See the USA in your Chevrolet,
America’s asking you to call,
Drive the USA in your Chevrolet,
America’s the greatest land of all”

     Madison Avenue picked up on this mood very quickly, and proceeded to add its contribution, which was beyond substantial.   Moving to the suburbs became the thing to do because, well, everyone was doing it; everybody said so.  That message, in many forms, first legitimized then popularized the move to the periphery.  Sensing a mass movement, popular culture coalesced to make the move seem like a continuation of America’s frontier heritage, this time to the “Crabgrass Frontier,” in the words of historian Kenneth Jackson.  Pundits invoked our “frontier heritage,” our supposed need to keep moving in search of a better life.  The frontier was a central image in the American psyche during this time; we had fallen in love with the myth of the cowboy not long after his lifestyle had disappeared, and continued to show the depth of our interest by the size of our financial commitment, from dime novels to cowboy movies.  The TV era was taking shape, and cowboys would dominate its early decades.  It all seemed to come together; everyone pitched in to sell the image, particularly those pitching something more physical to sell.

     The reality, of course, was rather different.  Forty acres and a mule had been the goal of frontier homesteaders; for this new version it was one eighth-acre and an automobile.  That eighth-acre still needed to be cultivated, but the goal was lush green grass, not a crop, and an eighth-acre is a damn sight easier to tend than forty.  On the other hand, frontier homesteaders staked out their claims on good arable land; their descendants found their land stripped of topsoil, which had been sold, and of trees, because they got in the way of mass production.  Not to mention the fact that the journey to this new frontier (before the term was formally adopted by the Kennedy Administration) was a daily one, which the automobile had made not only possible, but also faster and much more comfortable.

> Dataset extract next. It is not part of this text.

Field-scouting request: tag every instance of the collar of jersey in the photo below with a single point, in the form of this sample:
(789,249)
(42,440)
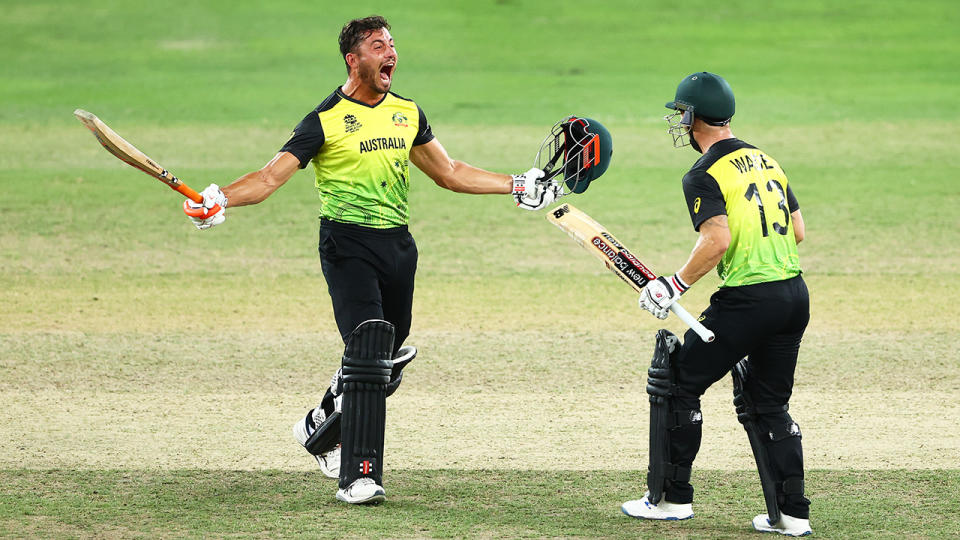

     But Madison Avenue—and, indeed, American popular culture—is not about reality, but about dreams.  The dream lived on, and people continued to buy into it.  The result was a movement—usually in the form of families—from the cities to the new automobile suburbs.  This movement took place in numbers large enough to earn the term “migration”.  The motives for this migration, and the urban population turnover it brought about, were mixed from the beginning.  They also changed considerably over time.  We will give that change in motive further scrutiny.